Sergio Traversa, CEO

Thanks for the question, Farzin.

Farzin Haq, Analyst - Jefferies

And then on your Phase 3 primary endpoint, does FDA's acceptance of CR at any time imply any durable responses? For example, median duration of response greater than six months?

Raj S. Pruthi, MD, CMO, Urology

So their phrasing was that they want the primary endpoint to be CR at any time, and they also want to see duration of response. The wording they used is that they want the totality of the data. So I think they are getting at what you are asking: a strong CR at any time — for example, at three months — is valuable, but they want to see some level of durability as well. They did not give a specific numerical threshold for that, but they want to see durability expressed as duration of response alongside CR at any time. Given there are few agents approved in this space, the FDA will consider the totality of the data when evaluating benefit, and the alternative for these patients often remains radical cystectomy.

Farzin Haq, Analyst - Jefferies

And then a quick one: what is the expectation for enrollment cadence across both pivotal studies? Can the in-office profile serve as a recruitment advantage potentially?

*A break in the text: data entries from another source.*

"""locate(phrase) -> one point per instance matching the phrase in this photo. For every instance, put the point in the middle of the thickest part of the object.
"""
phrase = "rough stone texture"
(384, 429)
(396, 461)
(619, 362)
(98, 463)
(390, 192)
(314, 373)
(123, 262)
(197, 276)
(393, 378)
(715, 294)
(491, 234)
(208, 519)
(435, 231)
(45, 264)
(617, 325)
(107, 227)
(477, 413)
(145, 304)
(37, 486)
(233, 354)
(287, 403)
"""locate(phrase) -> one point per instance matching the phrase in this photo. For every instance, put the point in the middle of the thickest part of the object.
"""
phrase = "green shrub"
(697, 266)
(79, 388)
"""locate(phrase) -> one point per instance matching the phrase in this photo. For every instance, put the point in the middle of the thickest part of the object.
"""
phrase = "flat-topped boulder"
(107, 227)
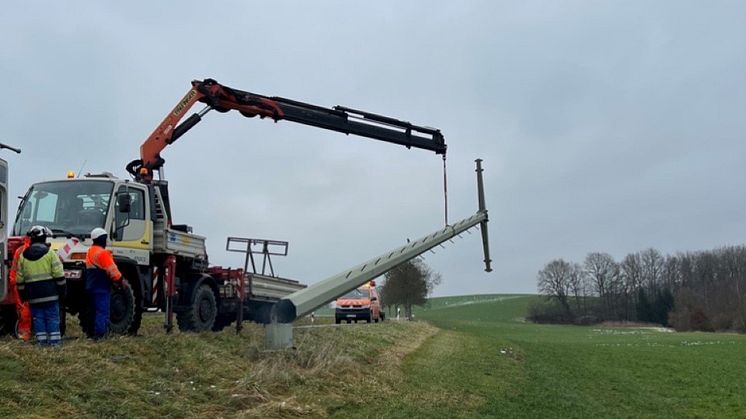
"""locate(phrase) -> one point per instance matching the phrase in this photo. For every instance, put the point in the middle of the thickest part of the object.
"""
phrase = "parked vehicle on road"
(359, 304)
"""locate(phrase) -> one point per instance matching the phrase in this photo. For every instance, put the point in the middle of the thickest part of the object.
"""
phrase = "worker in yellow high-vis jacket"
(41, 281)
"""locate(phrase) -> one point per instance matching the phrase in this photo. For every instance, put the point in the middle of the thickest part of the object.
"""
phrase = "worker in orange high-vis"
(22, 307)
(101, 274)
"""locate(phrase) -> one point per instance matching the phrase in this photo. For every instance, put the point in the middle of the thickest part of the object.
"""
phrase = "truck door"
(133, 228)
(3, 228)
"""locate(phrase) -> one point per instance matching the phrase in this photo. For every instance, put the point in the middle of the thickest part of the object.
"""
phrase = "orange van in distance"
(362, 303)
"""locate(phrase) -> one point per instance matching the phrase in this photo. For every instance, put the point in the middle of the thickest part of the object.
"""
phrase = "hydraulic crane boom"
(224, 99)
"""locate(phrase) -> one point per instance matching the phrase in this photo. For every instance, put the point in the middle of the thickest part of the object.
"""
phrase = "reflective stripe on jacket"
(40, 277)
(100, 268)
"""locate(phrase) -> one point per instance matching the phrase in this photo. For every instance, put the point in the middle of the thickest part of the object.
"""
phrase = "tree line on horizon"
(408, 285)
(702, 290)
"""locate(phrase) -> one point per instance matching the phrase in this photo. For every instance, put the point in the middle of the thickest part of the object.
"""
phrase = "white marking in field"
(477, 301)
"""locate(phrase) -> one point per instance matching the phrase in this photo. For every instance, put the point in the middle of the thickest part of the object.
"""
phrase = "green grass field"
(474, 357)
(487, 362)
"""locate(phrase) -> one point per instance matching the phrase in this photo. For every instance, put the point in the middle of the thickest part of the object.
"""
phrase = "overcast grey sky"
(604, 126)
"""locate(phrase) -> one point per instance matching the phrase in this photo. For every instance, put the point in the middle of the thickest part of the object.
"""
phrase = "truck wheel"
(200, 315)
(221, 322)
(123, 313)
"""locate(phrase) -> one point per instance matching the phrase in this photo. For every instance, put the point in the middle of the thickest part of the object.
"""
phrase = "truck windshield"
(356, 294)
(66, 207)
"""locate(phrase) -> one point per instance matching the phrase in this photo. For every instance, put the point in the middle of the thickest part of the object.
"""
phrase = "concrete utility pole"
(300, 303)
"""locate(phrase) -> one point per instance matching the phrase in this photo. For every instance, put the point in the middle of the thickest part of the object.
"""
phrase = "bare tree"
(603, 273)
(410, 284)
(554, 280)
(652, 268)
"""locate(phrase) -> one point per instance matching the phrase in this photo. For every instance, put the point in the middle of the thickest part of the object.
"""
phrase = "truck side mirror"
(26, 212)
(124, 203)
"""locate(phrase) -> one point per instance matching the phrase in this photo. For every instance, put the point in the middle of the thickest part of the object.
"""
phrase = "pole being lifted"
(304, 301)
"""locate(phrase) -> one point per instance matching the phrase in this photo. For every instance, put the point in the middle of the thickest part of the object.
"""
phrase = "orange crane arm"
(224, 99)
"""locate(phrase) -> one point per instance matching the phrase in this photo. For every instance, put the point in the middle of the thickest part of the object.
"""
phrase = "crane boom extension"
(304, 301)
(224, 99)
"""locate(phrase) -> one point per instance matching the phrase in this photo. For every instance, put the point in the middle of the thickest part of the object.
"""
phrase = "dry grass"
(204, 375)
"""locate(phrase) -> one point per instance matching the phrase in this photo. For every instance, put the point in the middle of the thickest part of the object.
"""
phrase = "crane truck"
(165, 264)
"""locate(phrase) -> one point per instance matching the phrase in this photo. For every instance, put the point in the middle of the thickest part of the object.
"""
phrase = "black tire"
(8, 319)
(123, 313)
(201, 313)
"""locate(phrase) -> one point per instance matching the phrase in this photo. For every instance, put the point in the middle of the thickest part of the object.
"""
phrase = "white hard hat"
(97, 232)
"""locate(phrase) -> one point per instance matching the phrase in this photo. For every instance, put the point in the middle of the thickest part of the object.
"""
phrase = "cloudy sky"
(604, 126)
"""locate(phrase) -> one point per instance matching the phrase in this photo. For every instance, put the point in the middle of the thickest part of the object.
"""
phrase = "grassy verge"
(202, 375)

Raj S. Pruthi, MD, CMO, Urology

Yeah, great question. Having been on a number of site qualification visits, investigator enthusiasm is significant. Many of the sites participating to address cohort one, the intermediate-risk study, participated in PIVOT-006 and are excited for the next intermediate-risk study. We have modeled enrollment timelines out to 15 to 18 months for certain cohorts, but with investigator enthusiasm and the precedent set by groups like SWOG for recruitment, I feel confident we will be able to meet or exceed that timeline. Regarding the second-line therapy, we are anticipating approximately 12 months for enrollment, but again that is dependent on site activation. There is also incredible enthusiasm because urologists currently have very limited options for these patients. With some approved first-line therapies showing 12-month CR rates in the range of 19% to 45%, meaning that 55% to 80% of patients recur within one year after first-line therapy, there is a large population of BCG-unresponsive CIS patients who have failed first-line therapy. We are not competing with other studies in many of these centers for these patients, so I am optimistic we will be able to meet the 12-month enrollment timeline for the second-line cohort.

Sergio Traversa, CEO

Great. Super helpful. Thank you, Raj. Thanks, Farzin.

Operator, Operator

Thank you. And there are no further questions that came through. This concludes our question-and-answer session and the call for today. Thank you, everyone. You may now disconnect.